File "/data/xuekai/ASL/src/models/tresnet/layers/anti_aliasing.py", line 40, in call return F.conv2d(inputpad, self.filt, stride=2, padding=0, groups=input.shape[1]) RuntimeError: Assertion `THCTensor(checkGPU)(state, 3, input, output, weight)' failed. Some of weight/gradient/input tensors are located on different GPUs. Please move them to a single one. at /pytorch/aten/src/THCUNN/generic/SpatialDepthwiseConvolution.cu:19
Did you see such error before? Thank you in advance.

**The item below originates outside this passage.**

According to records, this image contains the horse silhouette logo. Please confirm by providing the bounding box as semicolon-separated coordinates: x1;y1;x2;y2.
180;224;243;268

you are not initializing properly your multi-GPU environment
at the start of you run you need to have a line similar to:
def setup_distrib(model, args):
if num_distrib() > 1:
torch.cuda.set_device(args.local_rank)
if not torch.distributed.is_initialized():
torch.distributed.init_process_group(backend='nccl', init_method='env://')
model = torch.nn.parallel.DistributedDataParallel(model, device_ids=[args.local_rank])
if your problem persists, use a different model than TResNet
@xk5663279 Issue39 is code for multi-gpu:https://github.com/Alibaba-MIIL/ASL/issues/39. But i don't recommend you using DistributedDataParallel to train ASL, because you need write all-reduce operator in mea_model part. Just use DataParallel is enogh, although DataParallel is lack of efficience in some ways.
@LOOKCC That issue (using DataParallel) is utterly wrong, from many perspectives.
I gave my recommendation, but you are welcome to choose your path alone. good luck :-)
@mrT23 I' am very sorry for my mistake in DDP, i was totally wrong. Because ema is done after model parameters updated. So there is no need for all-resuce in ema. But I found that, when using ddp, after one epoch training, the mAP of mea model is much lower than that training without it. (such as the log you provide in https://github.com/Alibaba-MIIL/ASL/issues/39, after one epoch, the ema mAP is 13.30, but use ddp this number is 4.x). Anyway, when using ddp, the grow of mea mAP is slower, do you know why? something related to batchsize? lr? lr_scheduler?
next week i am releasing a new article, that will be accompanied a full proper code that uses DDP. you can look there at the implementation and look for differences from your implementation
Stay tuned
@mrT23 Thank you very much. I look forward to your new research progress.
@LOOKCC Thank you very much for your kind reply. @mrT23 Thank you very much. I am looking forward to your new work.
Thank you very much for your work. I trained the ASL model using one gpu sucessfully. But when I trained it using multiple GPUs. Error occurred. So Is it possible to train ASL using multiple GPU?